Actions: 1. Examine actual API response from docs/examples 2. Include ALL fields system might consume downstream 3. Verify mock matches real response schema completely

Critical: If you're creating a mock, you must understand the ENTIRE structure Partial mocks fail silently when code depends on omitted fields

If uncertain: Include all documented fields

Anti-Pattern 5: Integration Tests as Afterthought

The violation:

✅ Implementation complete ❌ No tests written "Ready for testing"

Why this is wrong:

  • Testing is part of implementation, not optional follow-up

  • TDD would have caught this

  • Can't claim complete without tests

The fix:

TDD cycle:

  1. Write failing test
  2. Implement to pass
  3. Refactor
  4. THEN claim complete

When Mocks Become Too Complex

Warning signs:

  • Mock setup longer than test logic

  • Mocking everything to make test pass

  • Mocks missing methods real components have

  • Test breaks when mock changes

your human partner's question: "Do we need to be using a mock here?"

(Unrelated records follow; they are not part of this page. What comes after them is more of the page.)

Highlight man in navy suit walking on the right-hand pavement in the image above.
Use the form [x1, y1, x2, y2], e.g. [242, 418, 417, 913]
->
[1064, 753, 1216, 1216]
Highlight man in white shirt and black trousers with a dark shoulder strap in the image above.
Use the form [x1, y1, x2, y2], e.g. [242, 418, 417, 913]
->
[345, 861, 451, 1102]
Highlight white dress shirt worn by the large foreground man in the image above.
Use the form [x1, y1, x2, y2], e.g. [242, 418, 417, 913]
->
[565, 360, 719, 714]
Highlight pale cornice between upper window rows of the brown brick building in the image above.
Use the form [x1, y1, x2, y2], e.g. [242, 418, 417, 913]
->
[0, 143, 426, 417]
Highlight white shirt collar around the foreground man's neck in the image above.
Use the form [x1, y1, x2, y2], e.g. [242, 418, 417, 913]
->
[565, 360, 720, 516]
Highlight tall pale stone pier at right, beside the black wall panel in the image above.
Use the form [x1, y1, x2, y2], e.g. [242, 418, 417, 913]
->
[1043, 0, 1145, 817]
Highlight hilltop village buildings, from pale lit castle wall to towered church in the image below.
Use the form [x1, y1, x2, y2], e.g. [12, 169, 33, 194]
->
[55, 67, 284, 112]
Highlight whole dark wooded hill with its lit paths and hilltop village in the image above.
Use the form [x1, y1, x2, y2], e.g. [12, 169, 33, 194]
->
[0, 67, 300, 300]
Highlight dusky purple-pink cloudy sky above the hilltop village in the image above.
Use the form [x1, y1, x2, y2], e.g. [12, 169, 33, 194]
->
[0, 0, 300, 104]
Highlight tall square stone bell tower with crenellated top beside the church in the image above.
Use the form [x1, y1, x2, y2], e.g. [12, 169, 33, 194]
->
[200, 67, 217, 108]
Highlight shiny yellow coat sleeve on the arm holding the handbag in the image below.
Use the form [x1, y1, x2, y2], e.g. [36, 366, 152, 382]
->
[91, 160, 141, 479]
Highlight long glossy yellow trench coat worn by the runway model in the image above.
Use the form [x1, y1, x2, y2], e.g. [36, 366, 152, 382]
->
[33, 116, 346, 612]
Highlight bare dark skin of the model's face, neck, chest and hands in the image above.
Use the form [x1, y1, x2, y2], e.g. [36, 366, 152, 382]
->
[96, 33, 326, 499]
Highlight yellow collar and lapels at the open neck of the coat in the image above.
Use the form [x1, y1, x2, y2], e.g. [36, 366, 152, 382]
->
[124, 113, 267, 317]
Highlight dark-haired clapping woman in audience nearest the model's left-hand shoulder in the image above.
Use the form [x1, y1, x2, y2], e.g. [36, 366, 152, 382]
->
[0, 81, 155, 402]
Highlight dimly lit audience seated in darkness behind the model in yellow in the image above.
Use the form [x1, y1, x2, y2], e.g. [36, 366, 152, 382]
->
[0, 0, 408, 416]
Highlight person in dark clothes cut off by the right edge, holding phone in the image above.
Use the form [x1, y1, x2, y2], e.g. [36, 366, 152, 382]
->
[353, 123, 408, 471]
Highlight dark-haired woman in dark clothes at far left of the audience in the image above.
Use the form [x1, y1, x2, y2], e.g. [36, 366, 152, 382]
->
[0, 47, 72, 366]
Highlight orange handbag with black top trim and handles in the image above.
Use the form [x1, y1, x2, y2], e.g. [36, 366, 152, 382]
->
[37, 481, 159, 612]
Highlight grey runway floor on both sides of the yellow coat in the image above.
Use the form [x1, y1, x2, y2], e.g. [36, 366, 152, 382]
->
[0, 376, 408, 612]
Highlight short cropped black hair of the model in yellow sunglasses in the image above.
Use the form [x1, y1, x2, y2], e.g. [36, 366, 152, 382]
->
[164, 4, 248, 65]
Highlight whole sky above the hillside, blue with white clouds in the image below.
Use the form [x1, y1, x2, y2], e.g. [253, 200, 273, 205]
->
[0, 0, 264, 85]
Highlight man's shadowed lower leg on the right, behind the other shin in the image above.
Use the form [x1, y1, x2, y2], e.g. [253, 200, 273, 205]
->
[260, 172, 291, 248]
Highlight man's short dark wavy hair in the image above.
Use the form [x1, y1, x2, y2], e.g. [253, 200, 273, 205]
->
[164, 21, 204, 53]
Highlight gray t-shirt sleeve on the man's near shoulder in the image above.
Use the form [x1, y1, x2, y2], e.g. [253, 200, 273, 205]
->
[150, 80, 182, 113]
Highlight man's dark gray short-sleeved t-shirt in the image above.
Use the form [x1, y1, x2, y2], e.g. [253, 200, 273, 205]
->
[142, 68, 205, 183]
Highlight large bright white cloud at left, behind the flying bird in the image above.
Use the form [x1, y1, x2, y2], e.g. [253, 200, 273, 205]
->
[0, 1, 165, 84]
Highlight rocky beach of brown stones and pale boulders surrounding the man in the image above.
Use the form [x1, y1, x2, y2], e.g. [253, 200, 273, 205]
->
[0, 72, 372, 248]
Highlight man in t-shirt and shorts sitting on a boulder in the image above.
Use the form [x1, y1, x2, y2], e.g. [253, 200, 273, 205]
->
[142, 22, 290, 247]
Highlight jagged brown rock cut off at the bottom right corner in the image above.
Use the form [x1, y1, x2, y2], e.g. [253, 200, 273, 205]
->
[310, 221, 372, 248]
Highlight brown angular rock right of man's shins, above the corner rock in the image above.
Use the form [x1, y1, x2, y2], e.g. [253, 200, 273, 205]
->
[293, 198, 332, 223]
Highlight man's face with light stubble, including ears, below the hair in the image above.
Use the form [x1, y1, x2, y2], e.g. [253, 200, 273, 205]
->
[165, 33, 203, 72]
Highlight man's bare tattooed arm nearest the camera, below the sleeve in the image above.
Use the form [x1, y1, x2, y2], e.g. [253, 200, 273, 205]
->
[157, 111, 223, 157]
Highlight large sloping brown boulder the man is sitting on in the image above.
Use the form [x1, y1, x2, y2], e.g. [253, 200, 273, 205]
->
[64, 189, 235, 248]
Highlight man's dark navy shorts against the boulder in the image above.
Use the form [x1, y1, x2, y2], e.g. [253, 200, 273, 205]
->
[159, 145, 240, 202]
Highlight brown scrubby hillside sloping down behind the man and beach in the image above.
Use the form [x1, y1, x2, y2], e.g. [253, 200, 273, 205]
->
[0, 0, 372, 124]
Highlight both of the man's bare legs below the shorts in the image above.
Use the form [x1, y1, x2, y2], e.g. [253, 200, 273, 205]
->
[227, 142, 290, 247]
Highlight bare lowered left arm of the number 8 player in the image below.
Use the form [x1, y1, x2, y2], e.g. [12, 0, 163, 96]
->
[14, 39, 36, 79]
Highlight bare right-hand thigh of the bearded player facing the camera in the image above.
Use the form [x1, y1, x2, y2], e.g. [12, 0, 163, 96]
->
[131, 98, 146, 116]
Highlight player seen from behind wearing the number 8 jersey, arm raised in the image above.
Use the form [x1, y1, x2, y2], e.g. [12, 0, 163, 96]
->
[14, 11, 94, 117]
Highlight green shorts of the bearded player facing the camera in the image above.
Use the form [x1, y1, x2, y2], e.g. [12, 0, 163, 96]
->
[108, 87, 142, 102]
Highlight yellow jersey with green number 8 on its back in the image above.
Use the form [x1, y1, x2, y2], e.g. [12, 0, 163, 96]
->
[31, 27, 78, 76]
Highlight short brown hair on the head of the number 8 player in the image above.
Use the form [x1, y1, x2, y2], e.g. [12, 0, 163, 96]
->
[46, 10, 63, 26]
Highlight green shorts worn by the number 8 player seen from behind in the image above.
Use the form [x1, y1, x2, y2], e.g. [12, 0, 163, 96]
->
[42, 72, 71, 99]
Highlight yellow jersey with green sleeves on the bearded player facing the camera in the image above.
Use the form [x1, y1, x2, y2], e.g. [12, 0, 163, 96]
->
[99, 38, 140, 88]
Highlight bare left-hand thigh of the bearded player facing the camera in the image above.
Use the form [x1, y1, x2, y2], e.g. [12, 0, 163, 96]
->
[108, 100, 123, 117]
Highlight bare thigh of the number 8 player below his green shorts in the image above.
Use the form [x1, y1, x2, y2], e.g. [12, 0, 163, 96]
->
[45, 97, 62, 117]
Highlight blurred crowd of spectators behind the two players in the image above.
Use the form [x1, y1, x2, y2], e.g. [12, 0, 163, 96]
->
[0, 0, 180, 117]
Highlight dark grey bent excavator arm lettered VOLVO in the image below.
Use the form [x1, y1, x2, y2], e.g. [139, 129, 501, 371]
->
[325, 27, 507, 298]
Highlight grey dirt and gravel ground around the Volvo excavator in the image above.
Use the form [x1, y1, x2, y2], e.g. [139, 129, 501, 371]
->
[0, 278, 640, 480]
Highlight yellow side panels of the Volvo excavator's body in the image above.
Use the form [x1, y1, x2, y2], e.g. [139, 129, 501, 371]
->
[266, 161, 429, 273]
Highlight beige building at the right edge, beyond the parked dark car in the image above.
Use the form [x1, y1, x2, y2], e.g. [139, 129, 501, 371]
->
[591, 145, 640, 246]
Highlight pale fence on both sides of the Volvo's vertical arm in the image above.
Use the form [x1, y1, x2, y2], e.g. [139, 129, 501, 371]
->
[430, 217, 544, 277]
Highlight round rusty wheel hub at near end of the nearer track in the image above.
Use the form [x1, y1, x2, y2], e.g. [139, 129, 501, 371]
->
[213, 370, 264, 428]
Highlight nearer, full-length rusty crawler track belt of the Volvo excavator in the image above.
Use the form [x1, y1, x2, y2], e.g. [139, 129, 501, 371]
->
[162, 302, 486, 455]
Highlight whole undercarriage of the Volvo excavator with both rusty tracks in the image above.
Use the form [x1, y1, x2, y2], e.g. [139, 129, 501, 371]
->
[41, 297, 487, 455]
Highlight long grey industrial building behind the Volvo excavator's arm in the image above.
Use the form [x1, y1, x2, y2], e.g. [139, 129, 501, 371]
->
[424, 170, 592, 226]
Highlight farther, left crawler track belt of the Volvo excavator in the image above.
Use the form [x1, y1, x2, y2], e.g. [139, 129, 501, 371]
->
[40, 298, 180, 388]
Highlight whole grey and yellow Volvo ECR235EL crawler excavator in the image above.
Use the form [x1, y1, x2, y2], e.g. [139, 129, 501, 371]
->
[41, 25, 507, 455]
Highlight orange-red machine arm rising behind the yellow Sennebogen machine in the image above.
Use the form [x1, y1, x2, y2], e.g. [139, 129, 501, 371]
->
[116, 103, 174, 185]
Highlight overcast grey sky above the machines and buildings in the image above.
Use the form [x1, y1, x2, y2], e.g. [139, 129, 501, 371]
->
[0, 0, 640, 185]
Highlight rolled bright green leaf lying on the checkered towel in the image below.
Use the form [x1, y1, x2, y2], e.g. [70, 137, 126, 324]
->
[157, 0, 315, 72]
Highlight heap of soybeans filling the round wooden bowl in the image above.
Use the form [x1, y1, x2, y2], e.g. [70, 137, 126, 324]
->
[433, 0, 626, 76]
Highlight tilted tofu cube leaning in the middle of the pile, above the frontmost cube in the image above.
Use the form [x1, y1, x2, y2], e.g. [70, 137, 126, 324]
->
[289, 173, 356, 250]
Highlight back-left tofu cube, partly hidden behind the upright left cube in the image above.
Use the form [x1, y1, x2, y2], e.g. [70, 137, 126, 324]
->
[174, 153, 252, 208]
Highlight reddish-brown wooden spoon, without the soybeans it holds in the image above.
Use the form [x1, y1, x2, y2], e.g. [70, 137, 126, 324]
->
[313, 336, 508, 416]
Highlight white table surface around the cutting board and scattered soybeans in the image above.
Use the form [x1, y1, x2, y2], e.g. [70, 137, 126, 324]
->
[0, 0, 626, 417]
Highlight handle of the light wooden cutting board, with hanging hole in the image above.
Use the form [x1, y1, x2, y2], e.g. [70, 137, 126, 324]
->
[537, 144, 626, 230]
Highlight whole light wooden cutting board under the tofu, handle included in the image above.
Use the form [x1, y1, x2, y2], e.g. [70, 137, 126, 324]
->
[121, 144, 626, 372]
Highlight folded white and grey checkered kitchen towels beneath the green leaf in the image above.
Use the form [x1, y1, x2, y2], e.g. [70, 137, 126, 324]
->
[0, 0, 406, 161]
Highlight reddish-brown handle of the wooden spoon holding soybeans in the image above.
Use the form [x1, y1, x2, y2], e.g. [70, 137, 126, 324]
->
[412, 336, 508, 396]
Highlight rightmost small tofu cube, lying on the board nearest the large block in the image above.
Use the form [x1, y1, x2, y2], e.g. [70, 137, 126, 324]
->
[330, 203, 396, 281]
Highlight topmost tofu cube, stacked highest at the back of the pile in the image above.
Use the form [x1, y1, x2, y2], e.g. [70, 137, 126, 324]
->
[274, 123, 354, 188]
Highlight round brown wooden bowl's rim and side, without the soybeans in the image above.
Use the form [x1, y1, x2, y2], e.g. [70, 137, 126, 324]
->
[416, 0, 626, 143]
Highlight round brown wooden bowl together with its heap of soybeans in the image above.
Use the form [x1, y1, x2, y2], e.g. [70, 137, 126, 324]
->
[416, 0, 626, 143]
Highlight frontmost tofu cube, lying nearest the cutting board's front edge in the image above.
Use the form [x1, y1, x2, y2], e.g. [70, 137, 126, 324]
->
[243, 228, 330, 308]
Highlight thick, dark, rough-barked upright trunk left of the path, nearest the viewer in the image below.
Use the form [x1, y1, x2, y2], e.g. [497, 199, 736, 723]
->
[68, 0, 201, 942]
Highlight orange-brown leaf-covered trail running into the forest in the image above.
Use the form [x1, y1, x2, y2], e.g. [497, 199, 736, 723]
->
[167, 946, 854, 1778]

Consider: Integration tests with real components often simpler than complex mocks

TDD Prevents These Anti-Patterns

Why TDD helps:

  • Write test first → Forces you to think about what you're actually testing

  • Watch it fail → Confirms test tests real behavior, not mocks

  • Minimal implementation → No test-only methods creep in

  • Real dependencies → You see what the test actually needs before mocking

If you're testing mock behavior, you violated TDD - you added mocks without watching test fail against real code first.

Quick Reference

Anti-Pattern Fix

Assert on mock elements Test real component or unmock it

Test-only methods in production Move to test utilities

Mock without understanding Understand dependencies first, mock minimally

Incomplete mocks Mirror real API completely

Tests as afterthought TDD - tests first

Over-complex mocks Consider integration tests

Red Flags

  • Assertion checks for *-mock test IDs

  • Methods only called in test files

  • Mock setup is >50% of test

  • Test fails when you remove mock

  • Can't explain why mock is needed

  • Mocking "just to be safe"

The Bottom Line

Mocks are tools to isolate, not things to test.

If TDD reveals you're testing mock behavior, you've gone wrong.

Fix: Test real behavior or question why you're mocking at all.